Measure the length of each step and the height of the riser. For purposes of this article we will assume you have a step length of 1 foot and a height of 6 inches. Add the height of the riser and the length of the step together for a total of 18 inches. If all your steps are the same measurement then times that total by the number of steps. For purposes of this article we will assume you have 20 steps: 18 inches by 20 steps equals 30 feet plus 1 more step as a safety measure, this will equal 31 feet and 6 inches of carpet needed for the stairs. Add the 31 feet 6 inches onto the length of your hall for a total of 36 feet and 6 inches.
Nail the tack bars along the wall of the hall and nail to the floor.
Start at the opposite end of the staircase in the hall. Cut the padding to come up to the tackbar, but not over it. Cover the entire surface with your padding and tack down with staples to the floor, staple every 2 feet in either direction. Cut the carpet to leave 1 inch extra along the walls all the way to the stair case.
Stretch the carpet using your knee kicker by placing the teeth side down on the carpet and kicking with your knee on the padded surface. Cut any excess off the edge to maintain an inch extra. Tuck the excess under the baseboard with your putty knife.
Continue Step 5 until you reach the stair case. Cut the carpet to the width of the staircase and roll the carpet back up to the top.
Cut the padding to be 2 inches in from each side of the carpet and to the length of the step plus 1 inch to fold over the nose of the step. Staple the padding to secure it onto the steps.
Unroll the carpet and shape it to each step by pushing it back to the riser of each step. Start at the bottom of the stair case and staple the carpet to the bottom of the fist riser.

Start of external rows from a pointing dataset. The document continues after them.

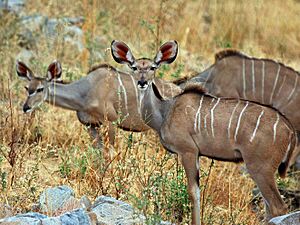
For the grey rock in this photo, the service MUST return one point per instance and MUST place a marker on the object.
(14, 6)
(52, 199)
(288, 219)
(25, 219)
(85, 203)
(111, 211)
(76, 217)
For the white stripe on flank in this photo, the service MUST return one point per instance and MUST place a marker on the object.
(136, 94)
(124, 91)
(292, 92)
(287, 151)
(263, 82)
(197, 122)
(275, 127)
(239, 121)
(256, 127)
(205, 123)
(253, 77)
(279, 90)
(212, 117)
(275, 83)
(229, 124)
(244, 80)
(208, 76)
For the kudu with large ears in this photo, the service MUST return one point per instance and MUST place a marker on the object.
(143, 67)
(194, 124)
(105, 95)
(37, 88)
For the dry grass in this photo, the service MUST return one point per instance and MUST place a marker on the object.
(50, 147)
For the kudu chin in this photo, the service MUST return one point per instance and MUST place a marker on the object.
(193, 123)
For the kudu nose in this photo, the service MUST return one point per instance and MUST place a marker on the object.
(26, 108)
(142, 83)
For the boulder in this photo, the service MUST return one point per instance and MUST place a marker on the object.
(111, 211)
(13, 6)
(31, 218)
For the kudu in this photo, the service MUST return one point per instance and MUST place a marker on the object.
(105, 95)
(195, 124)
(265, 81)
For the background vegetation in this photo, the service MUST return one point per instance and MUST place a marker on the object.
(50, 147)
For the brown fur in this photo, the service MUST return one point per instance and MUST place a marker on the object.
(195, 87)
(104, 65)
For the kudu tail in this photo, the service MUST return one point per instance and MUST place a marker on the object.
(284, 165)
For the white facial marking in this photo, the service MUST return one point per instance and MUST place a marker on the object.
(129, 57)
(230, 119)
(275, 83)
(158, 57)
(256, 127)
(212, 117)
(136, 95)
(239, 121)
(275, 127)
(32, 94)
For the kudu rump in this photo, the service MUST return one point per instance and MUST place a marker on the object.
(194, 124)
(105, 95)
(237, 75)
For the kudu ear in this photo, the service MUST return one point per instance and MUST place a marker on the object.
(23, 71)
(167, 53)
(54, 71)
(121, 53)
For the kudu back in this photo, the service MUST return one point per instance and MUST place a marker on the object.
(194, 124)
(265, 81)
(104, 96)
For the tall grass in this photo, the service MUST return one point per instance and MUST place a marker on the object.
(50, 147)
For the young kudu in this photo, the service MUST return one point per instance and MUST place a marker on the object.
(105, 95)
(265, 81)
(194, 124)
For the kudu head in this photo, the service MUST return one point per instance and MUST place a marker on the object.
(37, 87)
(143, 68)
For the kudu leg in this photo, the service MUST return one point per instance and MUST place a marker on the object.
(190, 163)
(265, 181)
(296, 152)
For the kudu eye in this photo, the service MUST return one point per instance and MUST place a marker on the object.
(134, 68)
(39, 90)
(153, 68)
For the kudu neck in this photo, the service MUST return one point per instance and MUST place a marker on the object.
(154, 109)
(68, 96)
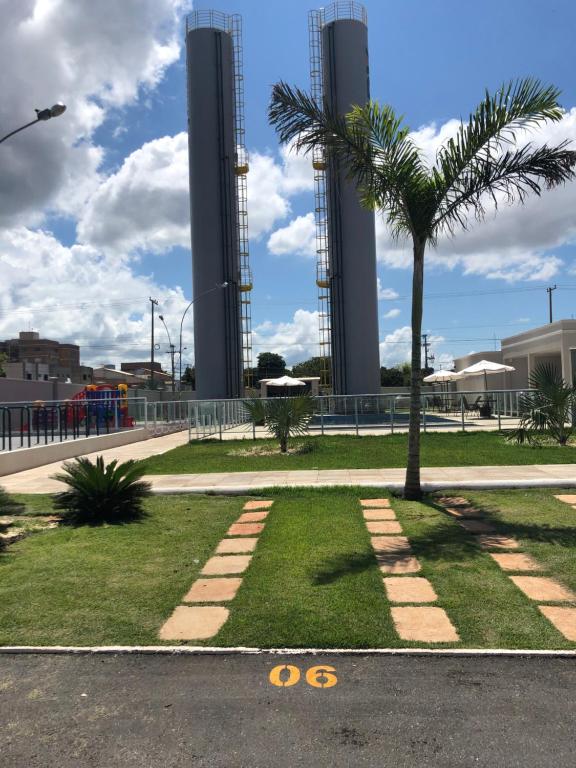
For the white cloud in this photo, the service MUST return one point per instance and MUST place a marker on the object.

Use your knee kick stretcher and stretch the carpet on top of the step to the back of the next riser. Staple the carpet to secure it. Continue doing this on each step until you reach the top. You will end up with excess carpet that is buckling at the top. Cut the carpet in a straight line where you will be seaming it.
Overlap the cut you just did, and cut through both pieces at the same time to match the cuts of each piece.
Cut to length and place the carpet tape under the seam.
Using your carpet iron, place it on top of the tape and let the carpet lay over the iron. Start moving the iron once it melts the glue that is on the tape.
Press the carpet down firmly meeting the seam as you move the iron until you reach the end and remove the iron, then quickly press the carpet together. You are now done installing the carpet.